Navistar International Corp (NAV) is a leading manufacturer of commercial trucks, buses, defense vehicles and engines, formerly known as International Harvester Company this holding company owns the manufacturer of International brand commercial trucks, IC Bus school and commercial buses, Workhorse brand chassis for motor homes and step vans, and is a private label designer and manufacturer of diesel engines for the pickup truck, van, hoes and SUV markets. The company is also a provider of truck and diesel engine parts and service.
Headquartered in Lisle, Illinois, Navistar International has 16,500 employees and annual revenue of $10.775 billion in 2013. The company’s products, parts, and services are sold through a network of nearly 1,000 dealer outlets in the United States, Canada, Brazil, and Mexico and more than 60 dealers in 90 countries throughout the world. The company also provides financing for its customers and distributors principally through its wholly owned subsidiary, Navistar Financial Corporation.
Shares of Navistar International increased by 30% over this week till Wednesday after the company posted a surprise profit for the 2016 second quarter. They however have dipped by 7% by the noon of Thursday after that enormous spike.
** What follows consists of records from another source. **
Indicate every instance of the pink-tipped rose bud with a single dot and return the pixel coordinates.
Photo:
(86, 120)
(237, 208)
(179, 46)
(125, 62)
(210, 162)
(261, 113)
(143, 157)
Before today’s opening bell, the maker of trucks and engines reported earnings of 5 cents per diluted share, while analysts were expecting a loss of 16 cents per share.
Revenue fell by 18% to $2.2 billion from last year, but was above analysts’ expectations of $2.18 billion.
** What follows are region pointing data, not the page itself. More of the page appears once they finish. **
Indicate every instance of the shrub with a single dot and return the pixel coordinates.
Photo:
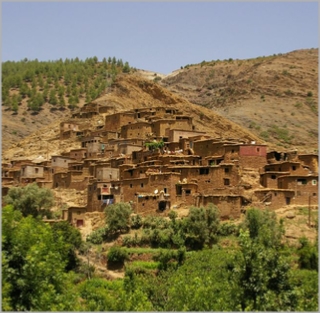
(136, 221)
(98, 236)
(117, 254)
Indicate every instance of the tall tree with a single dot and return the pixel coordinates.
(30, 200)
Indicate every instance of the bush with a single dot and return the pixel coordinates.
(308, 255)
(227, 229)
(118, 217)
(98, 236)
(136, 221)
(117, 254)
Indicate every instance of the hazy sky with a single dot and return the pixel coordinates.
(156, 36)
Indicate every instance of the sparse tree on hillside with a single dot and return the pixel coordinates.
(118, 217)
(30, 200)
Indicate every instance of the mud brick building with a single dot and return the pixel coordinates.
(112, 164)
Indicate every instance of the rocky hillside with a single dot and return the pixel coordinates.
(275, 97)
(271, 99)
(128, 92)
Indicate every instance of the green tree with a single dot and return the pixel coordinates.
(52, 97)
(72, 239)
(308, 255)
(202, 283)
(118, 217)
(262, 272)
(126, 68)
(201, 226)
(33, 271)
(31, 200)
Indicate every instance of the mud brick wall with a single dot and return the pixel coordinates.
(32, 171)
(140, 130)
(115, 121)
(132, 187)
(228, 206)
The drop in revenue reflects lower volumes in the company’s core U.S. and Canadian markets, softer industry conditions, reduced engine volumes in Brazil and the discontinuation of its Blue Diamond Truck joint venture in mid-2015.
But, CEO Troy A. Clarke said it was the first time the company posted a profit since it launched its turnaround plan more than three years ago.
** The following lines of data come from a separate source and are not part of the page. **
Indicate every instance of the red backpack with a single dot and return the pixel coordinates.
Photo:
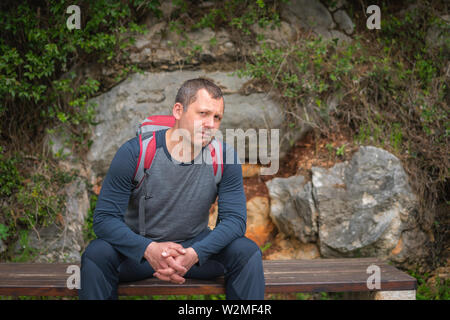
(147, 147)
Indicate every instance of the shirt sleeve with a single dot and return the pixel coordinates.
(232, 210)
(112, 203)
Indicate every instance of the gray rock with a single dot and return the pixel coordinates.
(279, 36)
(292, 207)
(124, 107)
(308, 14)
(438, 34)
(363, 206)
(63, 243)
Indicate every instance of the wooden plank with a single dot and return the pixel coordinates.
(319, 275)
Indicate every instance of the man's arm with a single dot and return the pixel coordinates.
(112, 204)
(232, 210)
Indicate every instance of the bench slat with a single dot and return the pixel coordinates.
(319, 275)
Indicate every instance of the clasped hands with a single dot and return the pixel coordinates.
(170, 260)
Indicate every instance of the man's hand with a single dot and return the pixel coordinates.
(161, 256)
(186, 260)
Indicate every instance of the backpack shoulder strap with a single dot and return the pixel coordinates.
(147, 150)
(147, 143)
(216, 152)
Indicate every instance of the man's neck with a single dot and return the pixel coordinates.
(180, 148)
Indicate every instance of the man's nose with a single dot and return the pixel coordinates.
(209, 122)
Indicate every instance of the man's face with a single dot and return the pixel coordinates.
(202, 118)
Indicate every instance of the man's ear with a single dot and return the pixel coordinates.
(177, 110)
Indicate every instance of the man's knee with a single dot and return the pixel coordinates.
(99, 251)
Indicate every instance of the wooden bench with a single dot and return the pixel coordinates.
(282, 276)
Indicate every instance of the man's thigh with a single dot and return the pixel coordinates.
(130, 270)
(209, 270)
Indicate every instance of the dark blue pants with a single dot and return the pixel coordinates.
(103, 267)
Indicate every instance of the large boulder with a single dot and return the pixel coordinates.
(122, 109)
(363, 205)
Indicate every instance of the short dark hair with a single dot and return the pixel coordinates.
(187, 94)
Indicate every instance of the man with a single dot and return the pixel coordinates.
(177, 243)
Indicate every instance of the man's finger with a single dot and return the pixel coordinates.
(161, 277)
(171, 252)
(166, 272)
(175, 278)
(175, 265)
(177, 247)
“The fact that we earned a profit despite lower Class 8 truck volumes that impacted the entire industry, underscores the tremendous progress we continue to make in managing our costs effectively and improving our operations,” Clarke said in a statement.
For 2016, the company now sees revenue between $8.2 billion and $8.6 billion, lower than its previous outlook of $9 billion to $9.25 billion.
Analysts are looking for revenue of $8.79 billion for the full year.
Navistar International now forecasts retail deliveries of Class 6-8 trucks and buses in the U.S. and Canada to be in the range of 330,000 and 360,000 units, compared with a prior view of 350,000 units to 380,000 units, the Wall Street Journal noted.
The company achieved $56 million in structural cost reductions during the second quarter. Year to date, structural cost reductions are at $113 million. When combined with material spends reductions and manufacturing savings, the company is on track to well exceed its total cost reduction goal of $200 million for 2016.
Navistar International ended second quarter 2016 with $817 million in consolidated cash, cash equivalents and marketable securities. Manufacturing cash, cash equivalents and marketable securities were $732 million at the end of the quarter.
The company kicked off the second quarter with the launch of its new HX Series of premium vocational trucks. Orders for the HX Series, which is now in production, are already more than 70 percent of what the company expected for the fiscal year.